Kafka usage — tips&hints

Today we will talk about Apache Kafka (opens new window). As you probably already know, Kafka is “a distributed streaming platform”, so it could be used as Queue, Message Bus, etc.

But this story isn’t about Kafka it self. It is about issues I faced recently developing one Kafka based service. Small application consuming messages from defined topic and validating them according to the schema. Nothing like rocket science. But.
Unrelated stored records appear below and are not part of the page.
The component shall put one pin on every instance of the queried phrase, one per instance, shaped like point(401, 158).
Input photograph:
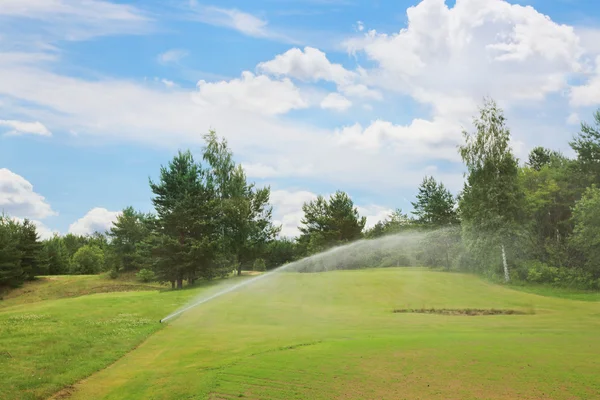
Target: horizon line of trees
point(536, 222)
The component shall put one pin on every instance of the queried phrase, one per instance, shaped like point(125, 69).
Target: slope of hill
point(335, 335)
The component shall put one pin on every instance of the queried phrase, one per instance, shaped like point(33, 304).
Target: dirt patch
point(462, 311)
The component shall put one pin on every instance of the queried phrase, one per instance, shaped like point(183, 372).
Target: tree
point(11, 273)
point(58, 256)
point(88, 260)
point(491, 201)
point(435, 205)
point(186, 243)
point(587, 146)
point(586, 235)
point(127, 236)
point(280, 251)
point(245, 213)
point(328, 223)
point(31, 250)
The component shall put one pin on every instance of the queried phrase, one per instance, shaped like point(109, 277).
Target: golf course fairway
point(334, 335)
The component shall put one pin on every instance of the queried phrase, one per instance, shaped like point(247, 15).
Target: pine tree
point(11, 273)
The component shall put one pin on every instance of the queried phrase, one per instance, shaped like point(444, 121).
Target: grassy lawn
point(332, 336)
point(57, 330)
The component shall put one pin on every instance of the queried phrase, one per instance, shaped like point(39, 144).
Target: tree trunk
point(506, 274)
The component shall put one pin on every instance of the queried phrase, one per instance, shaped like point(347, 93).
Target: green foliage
point(435, 205)
point(491, 201)
point(586, 235)
point(587, 147)
point(146, 275)
point(11, 273)
point(127, 236)
point(259, 265)
point(328, 223)
point(88, 260)
point(280, 251)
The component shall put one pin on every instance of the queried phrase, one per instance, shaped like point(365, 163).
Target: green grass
point(57, 330)
point(308, 336)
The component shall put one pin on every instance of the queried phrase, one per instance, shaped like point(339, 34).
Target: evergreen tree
point(435, 205)
point(31, 250)
point(186, 243)
point(127, 235)
point(11, 273)
point(244, 211)
point(328, 223)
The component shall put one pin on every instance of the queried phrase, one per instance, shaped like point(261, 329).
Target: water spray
point(349, 256)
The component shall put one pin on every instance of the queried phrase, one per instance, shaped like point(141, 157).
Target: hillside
point(334, 335)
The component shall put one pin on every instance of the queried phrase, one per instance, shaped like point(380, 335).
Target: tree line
point(536, 221)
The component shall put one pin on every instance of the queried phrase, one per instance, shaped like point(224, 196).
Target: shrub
point(145, 275)
point(88, 260)
point(259, 265)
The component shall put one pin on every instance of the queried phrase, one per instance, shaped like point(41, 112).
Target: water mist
point(388, 251)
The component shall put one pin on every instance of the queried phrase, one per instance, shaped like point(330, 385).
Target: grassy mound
point(57, 287)
point(331, 335)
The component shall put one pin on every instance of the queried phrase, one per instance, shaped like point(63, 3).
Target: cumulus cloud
point(18, 199)
point(435, 138)
point(573, 119)
point(287, 210)
point(335, 101)
point(24, 128)
point(253, 93)
point(309, 65)
point(587, 94)
point(476, 48)
point(172, 56)
point(312, 65)
point(243, 22)
point(96, 220)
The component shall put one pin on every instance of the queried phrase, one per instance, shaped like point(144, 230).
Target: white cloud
point(587, 94)
point(309, 65)
point(312, 65)
point(247, 111)
point(476, 48)
point(96, 220)
point(252, 93)
point(335, 101)
point(573, 119)
point(22, 128)
point(172, 56)
point(245, 23)
point(422, 138)
point(168, 83)
point(18, 199)
point(75, 20)
point(287, 209)
point(374, 214)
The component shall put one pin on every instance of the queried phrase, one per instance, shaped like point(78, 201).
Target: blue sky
point(312, 95)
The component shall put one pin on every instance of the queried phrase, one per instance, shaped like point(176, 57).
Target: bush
point(88, 260)
point(259, 265)
point(145, 275)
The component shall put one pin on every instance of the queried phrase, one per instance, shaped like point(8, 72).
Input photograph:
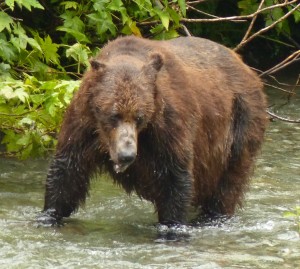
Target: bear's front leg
point(66, 186)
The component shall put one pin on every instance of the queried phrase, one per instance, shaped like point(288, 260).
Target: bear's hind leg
point(247, 129)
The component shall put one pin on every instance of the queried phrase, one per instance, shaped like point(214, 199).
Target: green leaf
point(7, 51)
point(48, 48)
point(10, 4)
point(21, 94)
point(26, 3)
point(103, 22)
point(248, 6)
point(70, 4)
point(7, 92)
point(79, 53)
point(5, 21)
point(164, 17)
point(76, 34)
point(182, 6)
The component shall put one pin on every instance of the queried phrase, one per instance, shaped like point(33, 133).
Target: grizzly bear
point(179, 122)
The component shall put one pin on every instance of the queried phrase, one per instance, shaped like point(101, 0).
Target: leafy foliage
point(45, 45)
point(31, 112)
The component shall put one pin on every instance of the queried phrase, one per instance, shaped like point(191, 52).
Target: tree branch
point(263, 30)
point(273, 115)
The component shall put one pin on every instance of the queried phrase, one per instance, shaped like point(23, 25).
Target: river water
point(116, 231)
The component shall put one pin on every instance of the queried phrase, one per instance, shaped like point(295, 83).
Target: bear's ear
point(156, 61)
point(154, 64)
point(97, 65)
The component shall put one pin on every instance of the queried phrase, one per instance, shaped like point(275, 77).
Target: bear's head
point(123, 103)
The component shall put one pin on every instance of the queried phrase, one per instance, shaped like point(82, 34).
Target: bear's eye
point(115, 118)
point(139, 120)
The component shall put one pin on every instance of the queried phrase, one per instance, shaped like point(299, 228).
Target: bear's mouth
point(120, 168)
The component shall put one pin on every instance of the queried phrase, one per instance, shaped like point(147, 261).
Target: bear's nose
point(126, 156)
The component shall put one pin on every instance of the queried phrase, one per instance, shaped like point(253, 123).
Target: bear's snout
point(125, 150)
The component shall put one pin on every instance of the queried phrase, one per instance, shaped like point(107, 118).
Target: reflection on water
point(116, 231)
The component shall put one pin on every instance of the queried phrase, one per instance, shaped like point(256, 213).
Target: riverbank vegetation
point(45, 47)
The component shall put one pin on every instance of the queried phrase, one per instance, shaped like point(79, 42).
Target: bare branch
point(290, 59)
point(252, 22)
point(186, 30)
point(273, 115)
point(263, 30)
point(244, 17)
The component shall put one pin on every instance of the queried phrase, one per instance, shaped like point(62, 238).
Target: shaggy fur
point(178, 122)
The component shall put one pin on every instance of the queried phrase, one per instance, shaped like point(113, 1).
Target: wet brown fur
point(204, 124)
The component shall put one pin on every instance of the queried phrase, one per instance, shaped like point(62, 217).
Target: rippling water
point(117, 231)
  1. Upfront check version of your Kafka server — even minor version difference could break API. Like server version isn’t compatible with client Just pay attention.
  2. Check which compression mechanism is used on your Kafka server. GZip (opens new window) and Snappy (opens new window) are supported. In my case it was Snappy, and you know what? It requires glibc (opens new window). And my base docker image was Alpine. And Alpine does not have support of glibc. So, choose the right base image.
  3. If you use Kafka Streams API and want to split one stream into two based on some predicate your could pass this predicate to _branch_ method along with predicate that always returns true — some sort of _everithingElsePredicate(_Predicate { _, _ -> true }).
  4. kafka-console-consumer and kafka-console-producer — your best friends to debug your Kafka app.
  5. If you are going to scale you app to process some topic in parallel way don’t forget to increase number of partitions on that topic. But keep in mind that it is only possible to increase number of partitions but there is no way back.

That’s all I have in mind to mention.